Le Pirée que j’ai connu était un vrai port. Il y avait même une plage de sable sale. Un matin, nous y avions trouvé, fascinés, une femme qui se recouvrait de sable, puis se roulait dedans, comme pour se nettoyer d’une maladie de peau.

 

On pouvait se baigner à ses risques et périls.
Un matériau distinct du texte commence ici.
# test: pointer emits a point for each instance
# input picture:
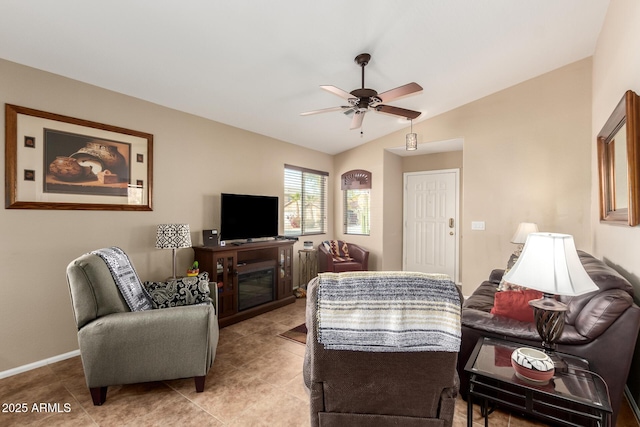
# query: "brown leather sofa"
(601, 326)
(326, 262)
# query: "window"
(305, 201)
(356, 185)
(356, 210)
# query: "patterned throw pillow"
(181, 291)
(339, 252)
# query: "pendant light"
(412, 139)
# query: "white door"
(430, 239)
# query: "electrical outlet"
(477, 225)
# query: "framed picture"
(77, 164)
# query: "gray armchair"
(365, 388)
(118, 346)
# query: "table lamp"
(173, 236)
(550, 264)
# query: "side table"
(573, 397)
(308, 266)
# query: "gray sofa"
(601, 326)
(118, 346)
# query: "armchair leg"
(199, 383)
(98, 395)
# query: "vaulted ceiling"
(257, 65)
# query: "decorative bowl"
(532, 364)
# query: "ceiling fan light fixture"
(412, 140)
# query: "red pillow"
(515, 304)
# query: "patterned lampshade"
(173, 236)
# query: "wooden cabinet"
(226, 266)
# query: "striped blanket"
(125, 277)
(388, 312)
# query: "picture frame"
(76, 165)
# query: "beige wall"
(194, 161)
(616, 69)
(526, 157)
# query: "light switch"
(477, 225)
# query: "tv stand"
(226, 265)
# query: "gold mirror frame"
(626, 113)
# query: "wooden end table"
(574, 396)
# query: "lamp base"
(549, 317)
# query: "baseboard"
(39, 364)
(632, 403)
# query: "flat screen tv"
(248, 217)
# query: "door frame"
(458, 226)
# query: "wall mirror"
(618, 162)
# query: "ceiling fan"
(363, 99)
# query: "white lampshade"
(173, 236)
(549, 263)
(524, 229)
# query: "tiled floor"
(256, 380)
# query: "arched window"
(356, 186)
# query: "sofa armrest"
(496, 276)
(132, 347)
(601, 311)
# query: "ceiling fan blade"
(356, 121)
(326, 110)
(397, 111)
(337, 91)
(399, 92)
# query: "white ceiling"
(257, 64)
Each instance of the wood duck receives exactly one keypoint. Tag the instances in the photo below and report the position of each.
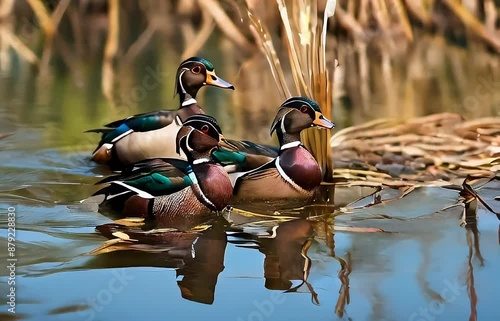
(172, 191)
(294, 174)
(151, 135)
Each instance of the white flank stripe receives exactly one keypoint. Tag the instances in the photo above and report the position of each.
(133, 189)
(123, 135)
(193, 178)
(291, 145)
(287, 178)
(188, 102)
(113, 196)
(201, 161)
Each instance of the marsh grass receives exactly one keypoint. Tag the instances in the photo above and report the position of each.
(305, 40)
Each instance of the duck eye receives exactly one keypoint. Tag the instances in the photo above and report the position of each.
(204, 129)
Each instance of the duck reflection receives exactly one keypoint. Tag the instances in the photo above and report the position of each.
(285, 249)
(198, 257)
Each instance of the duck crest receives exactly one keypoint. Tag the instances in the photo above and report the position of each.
(185, 112)
(299, 168)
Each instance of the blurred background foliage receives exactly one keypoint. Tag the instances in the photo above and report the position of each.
(68, 66)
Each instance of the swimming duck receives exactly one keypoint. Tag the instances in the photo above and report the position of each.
(294, 174)
(175, 192)
(151, 135)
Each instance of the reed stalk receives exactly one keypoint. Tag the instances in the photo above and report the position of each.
(305, 39)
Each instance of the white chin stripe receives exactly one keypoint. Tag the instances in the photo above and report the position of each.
(290, 145)
(188, 102)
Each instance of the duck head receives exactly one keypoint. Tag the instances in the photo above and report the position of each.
(199, 136)
(295, 115)
(194, 73)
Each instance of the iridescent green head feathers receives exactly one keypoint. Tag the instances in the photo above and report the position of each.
(194, 73)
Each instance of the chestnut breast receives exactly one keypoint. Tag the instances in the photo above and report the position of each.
(215, 184)
(301, 167)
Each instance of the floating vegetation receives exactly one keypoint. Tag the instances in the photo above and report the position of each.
(430, 148)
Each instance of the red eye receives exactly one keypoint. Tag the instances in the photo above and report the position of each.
(204, 129)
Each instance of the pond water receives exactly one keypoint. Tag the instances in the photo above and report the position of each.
(425, 267)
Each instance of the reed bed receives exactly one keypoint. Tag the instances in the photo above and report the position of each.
(425, 55)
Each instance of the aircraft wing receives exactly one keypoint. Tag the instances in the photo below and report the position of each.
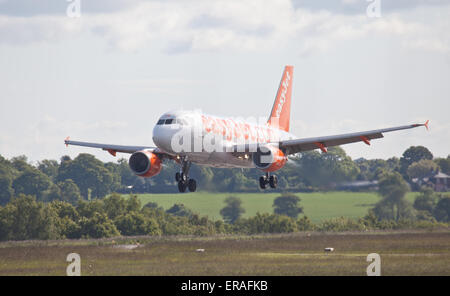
(306, 144)
(112, 149)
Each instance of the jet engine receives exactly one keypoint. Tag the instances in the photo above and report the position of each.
(145, 164)
(269, 158)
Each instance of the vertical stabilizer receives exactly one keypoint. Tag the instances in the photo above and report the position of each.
(281, 110)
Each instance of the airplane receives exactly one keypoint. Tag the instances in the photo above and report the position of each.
(191, 137)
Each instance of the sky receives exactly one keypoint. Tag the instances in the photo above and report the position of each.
(107, 71)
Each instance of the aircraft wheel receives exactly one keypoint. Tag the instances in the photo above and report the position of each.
(262, 182)
(273, 181)
(182, 186)
(192, 185)
(183, 177)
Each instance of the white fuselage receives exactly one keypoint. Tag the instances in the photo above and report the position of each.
(208, 140)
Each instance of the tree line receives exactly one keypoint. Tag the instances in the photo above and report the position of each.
(88, 178)
(25, 218)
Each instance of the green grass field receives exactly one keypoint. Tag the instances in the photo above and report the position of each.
(317, 206)
(402, 253)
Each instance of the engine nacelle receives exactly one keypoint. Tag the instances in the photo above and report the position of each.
(269, 158)
(145, 164)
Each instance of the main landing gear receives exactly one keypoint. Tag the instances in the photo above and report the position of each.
(267, 179)
(183, 177)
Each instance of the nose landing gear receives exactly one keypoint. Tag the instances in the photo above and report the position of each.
(183, 178)
(265, 180)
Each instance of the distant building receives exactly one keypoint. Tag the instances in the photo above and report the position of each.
(441, 182)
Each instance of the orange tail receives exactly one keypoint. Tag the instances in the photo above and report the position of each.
(281, 110)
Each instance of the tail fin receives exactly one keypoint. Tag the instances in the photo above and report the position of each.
(281, 110)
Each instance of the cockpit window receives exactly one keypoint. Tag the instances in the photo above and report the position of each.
(182, 122)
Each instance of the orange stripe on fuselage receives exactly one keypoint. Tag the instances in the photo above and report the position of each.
(232, 130)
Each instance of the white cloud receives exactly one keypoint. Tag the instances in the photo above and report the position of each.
(179, 26)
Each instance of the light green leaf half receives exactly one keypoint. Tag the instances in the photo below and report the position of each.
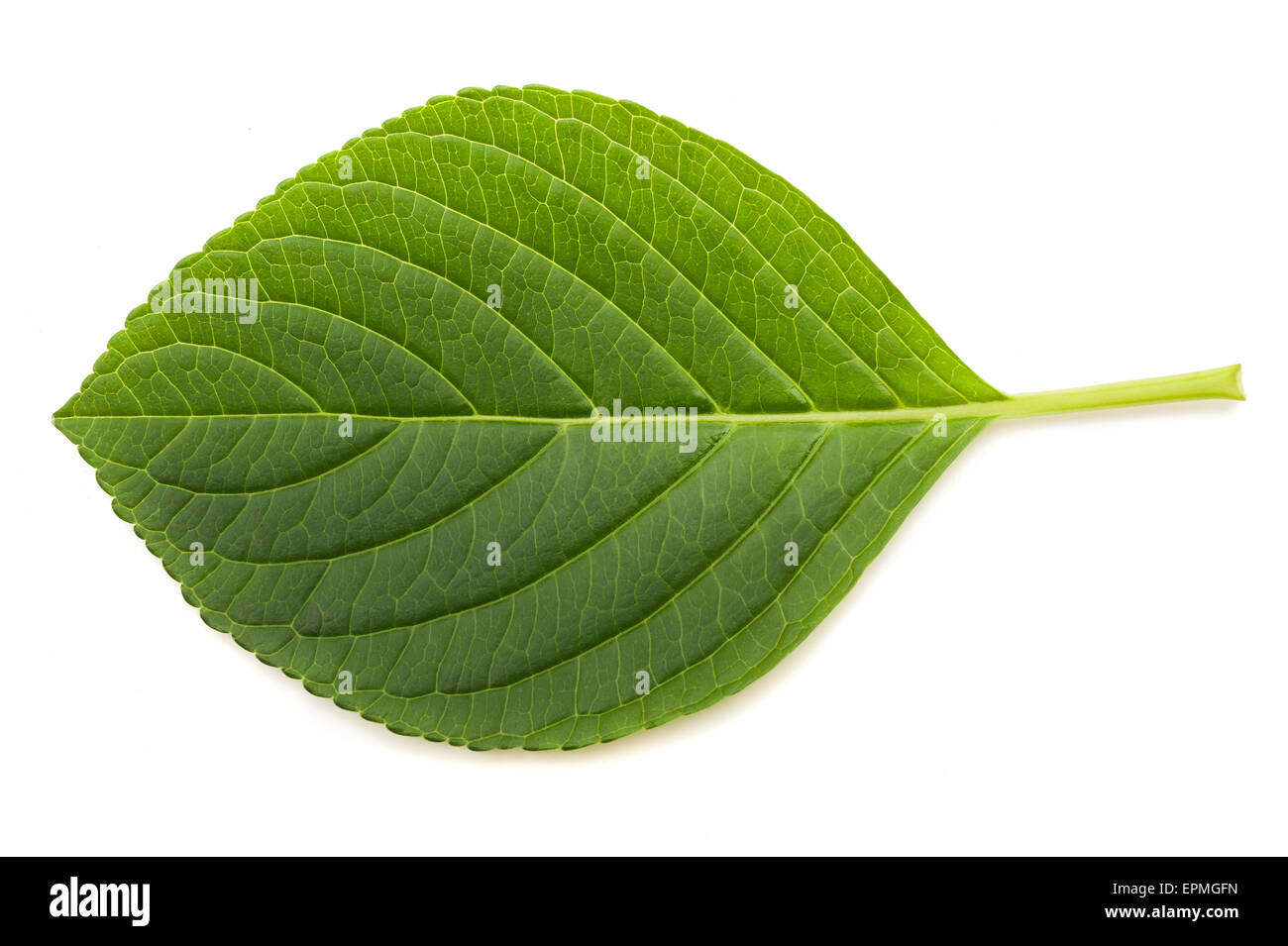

Comme, enfant, on a de la peine à penser longtemps aux risques et aux périls et qu’on résiste très mal au plaisir d’une baignade, on entrait résolument dans l’eau, même si je n’avais pas beaucoup aimé y trouver, un jour, un petit crabe blanc avançant ou reculant, curieux, près d’un de mes pieds.

 

Dans ce vieux port, d’ailleurs, les risques et périls, on les trouvait tout autant à chaque fois qu’il fallait traverser la rue : pas de feux, on tentait sa chance au moment opportun et on courait de l’autre côté.

 

Je ne l’ai pas retrouvé ce port de mon enfance, bien sûr, mais j’ai retrouvé sa configuration : comme un palimpseste, la forme actuelle du port s’est superposée à la précédente, je le reconnais, malgré ses nouveaux habits.

 

C’est qu’on a beau faire, tout moderniser, tout remodeler, c’est toujours très difficile de faire complètement disparaitre le passé, non que le passé ne soit pas effaçable : on a les preuves que c’est possible, aux États-Unis, par idéologie commerciale, en Russie soviétique par idéologie politique, ou, plus près de nous, dans la Roumanie de Ceaucescu et dans la Corée du Nord de Kim Jong Il.

 

Mais on ne peut pas faire disparaitre la commodité naturelle d’un lieu : une baie profonde et protégée, ses quartiers qui en sont le prolongement.

 

On va tout réorganiser, tout rebâtir, mais la découpe du bord de mer, et les collines de l’agglomération, et les lignes de base, et les rues, et les avenues, restent les mêmes par la force des choses : la géographie originelle du lieu ne fait que de se travestir sous de nouveaux atours.

 

Si on y regarde bien, et pour ça il faut quelquefois fermer et rouvrir les yeux, c’est comme avec le Père Noël quand on grandit : sous la barbe du personnage on reconnait soudain la personne.

 

©Sergio Belluz, 2017, Le journal vagabond (2017).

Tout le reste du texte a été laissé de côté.